Jimeng Sun joined IBM Research after earning his PhD in healthcare analytics
research from Carnegie
Mellon University.
For the past four years, he has been developing data mining algorithms and
systems for healthcare analytic applications. His team, in partnership with
Sutter Health and Geisinger Health Systems, recently earned a
$2 million grant
from the National Institutes of Health to “develop new analytics methods to
help predict and identify early signs of risk for heart failure.”
Sun’s
analytics research will help develop accurate and robust predictive models for
the early detection of heart failure using Electronic Health Records (EHR)
data.
How did your team access EHR data in order
to test this analytics technology?
It
took more than six months to get access to real EHR data needed to build our models.
Aside from the legal agreement, we also implemented a set of elaborated
procedures to receive and access EHR data in order to guard the security and
privacy of actual patient data.
We
also created a course on Protected Health Information (PHI) which we require of
our researchers and developers who work on such data. It’s an issue we have to
take seriously.
Medical text is also incorporated into this
analytics technology. Is this the Watson technology? If not, how is it
different?
We
do utilize Unstructured Information Management Architecture (
UIMA) to extract the known
signs and symptoms to heart failure from available text. A similar Natural
Language Processing (NLP) technology is also used in
Watson
– the difference is our usage after the data extraction.
We
use those extractions as features, along with many other features from
structured information to feed the subsequence analysis.
What kind of data from the EHRs indicated a
higher risk of heart disease?
For
this specific dataset with Geisinger Health Systems, we have information on
more than 30,000 patients, among which about 5,000 of them are confirmed heart
failure patients. The other patients in the datasets are controls.
These
patient records account for more than 10 years of longitudinal data. While some
patient records have more information than another, it is a very impressive and
comprehensive dataset for studying heart failure.
The
challenge for differentiating heart failure patients from the controls, prior
to diagnosis, is that there is no single strong indicator. But there are many
weak indicators called co-morbidities, such as hypertension and diabetes,
associated medications and
Framingham
heart failure symptoms that we can extract from text. The hope is by
combining a large number of weak indicators we can still develop an accurate
and robust predictive model.
What kind of IT infrastructure does this
analytics technology need?
To
facilitate and speed up the model development, we use a Hadoop cluster to
manage and schedule tens of thousands of models in parallel. We are able to
reduce the amount of time for a large scale model building – which typically
needs 9 days in a single computer – to just three hours on a small cluster by
developing the predictive models in
Hadoop.
What would a doctor – who is using this
technology versus what is available today – see in a patient’s EHR that was not
there before?
With
new patients, the data collection has to start from scratch. But overall, as
the patients stay in with the same doctor or clinic over a long time (which is
the case with Geisinger’s dataset), we will begin to know more and more about
those patients – and utilize that information for prediction.
The
validation in an operational clinical setting is the next step after the
current project. If a patient has high risk of developing heart failure based
on our predictive model, the system will alert doctors with the risk level, and
associated risk factors derived from similar patients in the past.

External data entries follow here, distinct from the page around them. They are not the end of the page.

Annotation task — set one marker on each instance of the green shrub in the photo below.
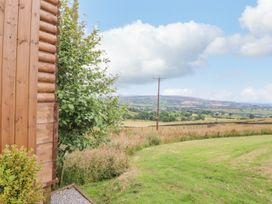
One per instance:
(93, 165)
(153, 139)
(18, 174)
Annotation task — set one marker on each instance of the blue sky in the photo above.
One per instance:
(209, 49)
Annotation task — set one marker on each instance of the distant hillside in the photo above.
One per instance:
(190, 103)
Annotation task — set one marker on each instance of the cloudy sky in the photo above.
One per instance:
(210, 49)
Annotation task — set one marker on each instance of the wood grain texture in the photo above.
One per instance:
(9, 72)
(33, 74)
(2, 17)
(47, 67)
(49, 17)
(22, 70)
(45, 5)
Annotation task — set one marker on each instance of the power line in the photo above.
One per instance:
(158, 102)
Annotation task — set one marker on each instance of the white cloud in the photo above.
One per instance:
(258, 42)
(257, 94)
(178, 92)
(140, 51)
(258, 19)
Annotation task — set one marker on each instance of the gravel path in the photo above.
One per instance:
(68, 196)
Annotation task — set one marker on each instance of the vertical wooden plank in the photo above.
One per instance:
(23, 57)
(33, 74)
(2, 15)
(9, 71)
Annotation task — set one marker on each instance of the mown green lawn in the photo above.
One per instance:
(226, 170)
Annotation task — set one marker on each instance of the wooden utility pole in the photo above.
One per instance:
(158, 104)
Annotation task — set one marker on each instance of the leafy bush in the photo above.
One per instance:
(153, 138)
(88, 107)
(18, 173)
(92, 165)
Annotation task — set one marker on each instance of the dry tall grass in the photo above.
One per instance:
(133, 139)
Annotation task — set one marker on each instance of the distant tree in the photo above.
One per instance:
(88, 107)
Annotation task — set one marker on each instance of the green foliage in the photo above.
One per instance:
(18, 174)
(88, 107)
(153, 139)
(226, 170)
(91, 165)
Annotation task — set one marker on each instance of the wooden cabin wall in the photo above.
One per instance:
(47, 118)
(28, 108)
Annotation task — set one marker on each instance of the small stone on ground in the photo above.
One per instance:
(68, 196)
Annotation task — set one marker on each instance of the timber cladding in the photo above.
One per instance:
(28, 108)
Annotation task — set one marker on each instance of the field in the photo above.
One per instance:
(224, 170)
(133, 139)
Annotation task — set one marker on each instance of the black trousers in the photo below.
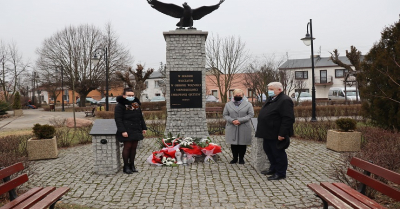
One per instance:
(277, 158)
(238, 151)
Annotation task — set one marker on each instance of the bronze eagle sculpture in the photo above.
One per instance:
(185, 13)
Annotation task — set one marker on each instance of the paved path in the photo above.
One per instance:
(217, 185)
(33, 116)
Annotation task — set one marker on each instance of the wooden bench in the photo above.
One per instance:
(213, 110)
(37, 197)
(340, 195)
(91, 113)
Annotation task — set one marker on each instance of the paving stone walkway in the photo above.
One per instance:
(200, 185)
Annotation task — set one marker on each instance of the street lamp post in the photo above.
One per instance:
(33, 88)
(62, 89)
(95, 61)
(307, 41)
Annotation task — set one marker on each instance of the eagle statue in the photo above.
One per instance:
(185, 13)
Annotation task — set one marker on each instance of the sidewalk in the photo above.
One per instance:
(217, 185)
(33, 116)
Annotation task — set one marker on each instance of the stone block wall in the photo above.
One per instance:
(186, 52)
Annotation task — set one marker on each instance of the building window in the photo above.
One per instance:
(214, 93)
(298, 91)
(250, 93)
(301, 74)
(340, 73)
(323, 76)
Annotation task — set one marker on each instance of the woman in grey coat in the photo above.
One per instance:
(237, 114)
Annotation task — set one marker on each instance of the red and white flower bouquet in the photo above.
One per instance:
(189, 146)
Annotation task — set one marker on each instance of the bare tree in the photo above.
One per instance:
(4, 55)
(73, 48)
(138, 82)
(225, 58)
(12, 72)
(260, 73)
(119, 58)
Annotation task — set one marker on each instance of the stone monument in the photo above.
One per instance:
(186, 85)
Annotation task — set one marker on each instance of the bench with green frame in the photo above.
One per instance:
(340, 195)
(35, 198)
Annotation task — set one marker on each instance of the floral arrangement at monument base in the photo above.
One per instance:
(192, 149)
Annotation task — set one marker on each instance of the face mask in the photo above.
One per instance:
(271, 93)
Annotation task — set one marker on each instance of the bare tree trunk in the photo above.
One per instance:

The NIH grant is for the next three years.
What are the next steps in the partnership with Sutter Health and Geisinger
Health Systems to test these predictive methods for heart failure?
We hope to conduct a subsequent clinical trial of the
resulting predictive model. Through the trail, we want to show whether a randomly
selected group of patients that use the predictive model to facilitate the
clinical decision making is better than the current clinical practice. Besides unstructured
text and other structured medical information, we will also look into other
data source such as Electrocardiography (ECG) and genomic data.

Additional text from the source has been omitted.